By combining these tactics, IT and procurement teams can navigate policy swings without losing control over device availability or budget predictability.
How GroWrk eases the tariff burden for IT procurement
Tariffs and trade restrictions may change how devices move across borders, but they don’t have to slow down how teams grow. GroWrk simplifies global IT procurement by handling the complexity that tariffs, customs, and international logistics create, so companies can stay focused on hiring and productivity, not paperwork.
Here’s how GroWrk helps companies maintain cost control and continuity despite new trade barriers:
- Optimized global sourcing
GroWrk’s procurement network spans multiple regions, allowing us to source devices from the most cost-effective markets while avoiding tariff-heavy routes. - Customs and compliance management
We manage all customs declarations, import documentation, and tariff classifications on your behalf, reducing delays and ensuring devices clear borders efficiently. - End-to-end device logistics
From order to delivery, GroWrk coordinates every step of the process, shipping preconfigured laptops directly to employees anywhere in the world. - Predictable pricing
Our international partnerships and shipping volume help minimize the financial impact of tariff fluctuations, keeping device costs stable even when policies shift. - Global lifecycle management
Devices can be retrieved, redeployed, or retired through GroWrk’s global network, allowing teams to manage assets sustainably and avoid duplicate import costs.
Even as tariffs introduce uncertainty into global trade, GroWrk provides stability.
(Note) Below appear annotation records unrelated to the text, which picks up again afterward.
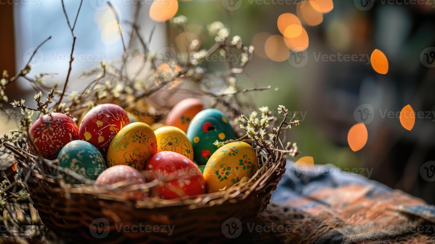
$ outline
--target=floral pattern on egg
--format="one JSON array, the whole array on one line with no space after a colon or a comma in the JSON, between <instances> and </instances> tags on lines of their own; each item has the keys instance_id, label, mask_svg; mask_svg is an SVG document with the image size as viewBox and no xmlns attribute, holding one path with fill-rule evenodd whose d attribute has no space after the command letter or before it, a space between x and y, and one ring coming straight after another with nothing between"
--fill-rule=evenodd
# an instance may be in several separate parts
<instances>
[{"instance_id":1,"label":"floral pattern on egg","mask_svg":"<svg viewBox=\"0 0 435 244\"><path fill-rule=\"evenodd\" d=\"M258 168L257 153L251 146L242 142L221 147L210 157L203 175L208 192L229 187L244 177L251 178Z\"/></svg>"},{"instance_id":2,"label":"floral pattern on egg","mask_svg":"<svg viewBox=\"0 0 435 244\"><path fill-rule=\"evenodd\" d=\"M166 124L180 128L186 132L192 119L202 108L201 100L198 98L190 98L181 100L169 112Z\"/></svg>"},{"instance_id":3,"label":"floral pattern on egg","mask_svg":"<svg viewBox=\"0 0 435 244\"><path fill-rule=\"evenodd\" d=\"M112 140L107 152L107 165L128 165L143 170L147 160L157 152L156 136L149 125L132 123L121 129Z\"/></svg>"},{"instance_id":4,"label":"floral pattern on egg","mask_svg":"<svg viewBox=\"0 0 435 244\"><path fill-rule=\"evenodd\" d=\"M80 139L92 144L105 156L114 137L129 121L128 115L121 107L110 103L99 105L83 118L79 129Z\"/></svg>"},{"instance_id":5,"label":"floral pattern on egg","mask_svg":"<svg viewBox=\"0 0 435 244\"><path fill-rule=\"evenodd\" d=\"M174 152L193 160L192 143L181 129L175 126L163 126L156 129L154 133L157 138L158 152Z\"/></svg>"},{"instance_id":6,"label":"floral pattern on egg","mask_svg":"<svg viewBox=\"0 0 435 244\"><path fill-rule=\"evenodd\" d=\"M64 146L79 138L78 128L74 120L60 113L51 113L39 118L29 133L39 151L48 159L55 159ZM30 149L36 153L32 146Z\"/></svg>"},{"instance_id":7,"label":"floral pattern on egg","mask_svg":"<svg viewBox=\"0 0 435 244\"><path fill-rule=\"evenodd\" d=\"M106 162L100 151L84 141L73 141L64 147L57 156L59 166L78 174L95 180L106 169ZM65 176L67 183L80 183L71 176Z\"/></svg>"},{"instance_id":8,"label":"floral pattern on egg","mask_svg":"<svg viewBox=\"0 0 435 244\"><path fill-rule=\"evenodd\" d=\"M205 164L218 147L216 141L234 139L234 132L228 119L214 108L207 108L198 113L187 129L187 138L192 142L195 162L198 165Z\"/></svg>"}]
</instances>

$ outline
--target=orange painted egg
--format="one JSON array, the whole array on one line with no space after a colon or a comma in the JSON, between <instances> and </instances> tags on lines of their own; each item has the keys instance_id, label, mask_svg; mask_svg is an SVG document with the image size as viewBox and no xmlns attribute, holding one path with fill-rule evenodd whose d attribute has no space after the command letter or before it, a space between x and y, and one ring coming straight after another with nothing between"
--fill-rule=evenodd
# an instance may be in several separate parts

Companies can continue scaling distributed teams worldwide without worrying about customs delays, unpredictable costs, or shifting trade rules.
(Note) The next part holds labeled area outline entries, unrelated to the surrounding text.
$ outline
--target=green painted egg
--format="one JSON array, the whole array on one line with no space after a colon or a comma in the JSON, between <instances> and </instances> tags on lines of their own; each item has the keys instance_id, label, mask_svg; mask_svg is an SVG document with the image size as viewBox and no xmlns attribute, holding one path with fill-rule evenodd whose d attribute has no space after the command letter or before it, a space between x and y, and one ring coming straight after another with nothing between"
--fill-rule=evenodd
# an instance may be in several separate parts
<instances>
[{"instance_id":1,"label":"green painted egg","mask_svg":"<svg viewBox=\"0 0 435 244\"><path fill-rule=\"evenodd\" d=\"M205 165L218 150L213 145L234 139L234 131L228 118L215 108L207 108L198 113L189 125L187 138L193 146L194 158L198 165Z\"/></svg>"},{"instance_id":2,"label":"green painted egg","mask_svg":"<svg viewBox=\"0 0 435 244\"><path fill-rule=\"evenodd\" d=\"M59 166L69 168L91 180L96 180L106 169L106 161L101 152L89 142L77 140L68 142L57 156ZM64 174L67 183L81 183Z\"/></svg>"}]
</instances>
Book a demo and discover how GroWrk helps you equip teams worldwide without tariff delays or cost surprises.
FAQ
What are the 2025 “reciprocal tariffs”?
The 2025 reciprocal tariff policy introduces a 10% baseline duty on most imported goods, with additional surcharges on countries running large trade surpluses with the U.S. The goal is to encourage domestic manufacturing and balance trade relationships.
Are laptops and IT equipment affected by these tariffs?
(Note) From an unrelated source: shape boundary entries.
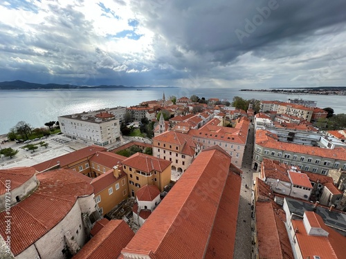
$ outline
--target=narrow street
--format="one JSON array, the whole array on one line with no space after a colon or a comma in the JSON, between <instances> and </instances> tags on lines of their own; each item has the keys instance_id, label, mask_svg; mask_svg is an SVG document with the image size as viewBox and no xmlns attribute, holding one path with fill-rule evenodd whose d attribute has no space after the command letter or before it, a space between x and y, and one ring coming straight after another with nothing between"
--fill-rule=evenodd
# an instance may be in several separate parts
<instances>
[{"instance_id":1,"label":"narrow street","mask_svg":"<svg viewBox=\"0 0 346 259\"><path fill-rule=\"evenodd\" d=\"M235 238L234 259L251 258L251 205L252 205L252 177L255 170L251 169L252 154L254 142L253 126L250 124L250 132L248 142L245 147L242 170L242 188L237 222L237 233ZM248 188L245 186L247 184Z\"/></svg>"}]
</instances>

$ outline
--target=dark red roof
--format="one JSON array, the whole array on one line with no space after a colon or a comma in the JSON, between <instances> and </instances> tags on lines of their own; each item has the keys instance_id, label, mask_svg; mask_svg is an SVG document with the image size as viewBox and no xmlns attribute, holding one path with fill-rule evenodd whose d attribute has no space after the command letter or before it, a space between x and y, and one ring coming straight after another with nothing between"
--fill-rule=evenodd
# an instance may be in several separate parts
<instances>
[{"instance_id":1,"label":"dark red roof","mask_svg":"<svg viewBox=\"0 0 346 259\"><path fill-rule=\"evenodd\" d=\"M37 189L11 207L11 251L15 256L64 219L78 197L93 193L93 186L77 174L80 173L70 169L37 173ZM0 218L6 215L6 211L0 213ZM6 229L5 220L0 220L0 234L4 238Z\"/></svg>"},{"instance_id":2,"label":"dark red roof","mask_svg":"<svg viewBox=\"0 0 346 259\"><path fill-rule=\"evenodd\" d=\"M78 161L82 158L93 155L98 151L106 151L107 149L99 146L90 146L86 148L75 151L69 154L61 155L60 157L43 162L42 163L33 166L38 172L43 172L52 167L60 164L60 167L66 166L74 162Z\"/></svg>"},{"instance_id":3,"label":"dark red roof","mask_svg":"<svg viewBox=\"0 0 346 259\"><path fill-rule=\"evenodd\" d=\"M6 181L10 181L10 189L13 191L35 175L33 167L17 167L0 170L0 195L6 192Z\"/></svg>"},{"instance_id":4,"label":"dark red roof","mask_svg":"<svg viewBox=\"0 0 346 259\"><path fill-rule=\"evenodd\" d=\"M134 236L124 220L109 221L73 259L117 259Z\"/></svg>"},{"instance_id":5,"label":"dark red roof","mask_svg":"<svg viewBox=\"0 0 346 259\"><path fill-rule=\"evenodd\" d=\"M96 223L95 223L95 225L93 227L93 228L90 231L90 235L91 235L93 236L96 235L98 233L98 232L100 231L102 229L102 227L104 227L106 224L108 224L109 222L109 220L105 218L96 222Z\"/></svg>"},{"instance_id":6,"label":"dark red roof","mask_svg":"<svg viewBox=\"0 0 346 259\"><path fill-rule=\"evenodd\" d=\"M215 243L221 240L219 235L222 236L220 226L223 223L215 221L225 215L219 209L230 204L228 201L221 201L228 189L226 183L230 160L219 149L208 148L201 152L122 253L147 255L153 259L202 258L211 235L213 241L210 249L212 246L219 247ZM237 180L238 184L239 181ZM232 191L237 192L237 189L239 187ZM239 193L234 195L239 195ZM229 206L233 208L235 204ZM228 222L233 224L230 229L234 229L236 220ZM217 229L213 233L214 226ZM229 233L232 232L230 229L227 229ZM228 237L224 244L234 238ZM223 251L219 253L224 255Z\"/></svg>"}]
</instances>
Currently, laptops, smartphones, and some consumer electronics are temporarily exempt. However, this exemption is classified as a “reclassification,” meaning it could change at any time depending on future trade negotiations or policy reviews.
How could tariffs increase device costs even with exemptions?
Even if finished laptops remain exempt, tariffs on components like semiconductors, displays, and batteries increase manufacturing costs. Those costs eventually pass down the supply chain, raising the final price of devices.
What can companies do to reduce procurement risks from tariffs?
Businesses can diversify sourcing regions, use suppliers in countries with free trade agreements, and work with logistics partners who handle customs documentation and optimize shipping routes.
How does this impact companies with global or remote teams?
Tariff uncertainty makes it harder to predict delivery timelines and equipment costs for distributed employees. Companies need flexible procurement partners capable of managing compliance, customs, and delivery across multiple jurisdictions.
How does GroWrk help companies manage tariffs and customs?
GroWrk handles customs paperwork, tariff classifications, and global sourcing, ensuring devices reach employees efficiently and cost-effectively. We monitor trade changes in real time to adjust sourcing and shipping strategies before they affect your bottom line.